An improved response displacement method for the seismic calculation of a subway station complex structure considering the influence of the upper frame structure was proposed based on the theory of the traditional response displacement method, and verified by case analysis, and the main conclusions are as follows:

(1)

For seismic calculations, both the equivalent base shear method and the mode-superposition response spectrum method are calculated assuming that the structural system is in a linear elastic state, and the structural system in the TOD mode is designed according to the elastic behavior, and the analysis of the internal forces and deformations is carried out using the linear dynamic method.

(2)

Compared with the calculation results of the time-history analysis method, the internal force and deformation error of a subway station complex calculated via the traditional response displacement method is larger, and the overall value is smaller, so the design is dangerous.

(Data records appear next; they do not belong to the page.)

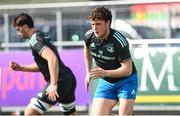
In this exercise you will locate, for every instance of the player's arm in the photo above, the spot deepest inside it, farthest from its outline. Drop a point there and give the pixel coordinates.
(124, 70)
(53, 66)
(88, 63)
(87, 59)
(26, 68)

The error of internal force and deformation calculated by the improved response displacement method is small, the maximum error is only about 10%, and the variation law is basically consistent with the results in the time-history analysis method.

(3)

The near-field seismic wave and far-field seismic wave are selected as the input seismic bedrock motion, respectively, and compared with the calculation results of the time-history analysis method, the improved response displacement method can still provide better accuracy for different types of ground shaking.

(4)

The traditional response displacement method cannot consider the additional seismic load and vertical inertia force of the superstructure, some of the calculation results obtained via the traditional reaction displacement method are not in conformity with the time-range analysis, and the maximum error is 206%, which makes the calculation results obviously distorted in the process of changing the position of the superstructure frame structure. While the improved reaction displacement method in the calculation results of the underground station structure at different locations of the bending moment change rule and the time-history analysis method is basically consistent, the maximum error is 12%.

(5)

The deformation of the subway station complex structure under strong seismic action is shear-type deformation in the presence of a upper cover single tower frame structure, and the upper cover structure significantly increases the internal force and deformation of the columns in the underground structure connected to it. The top and bottom of the middle columns and side walls in the structure of the subway station complex of TOD mode, especially the middle column members directly connected to the upper structure, are the weak links in seismic design.

(6)

The internal forces and deformations of the subway station complex structure calculated via the time-history analysis method, the traditional response displacement method, and the improved response displacement method under different ground vibration intensities increase with the increase of peak acceleration of ground vibration, respectively.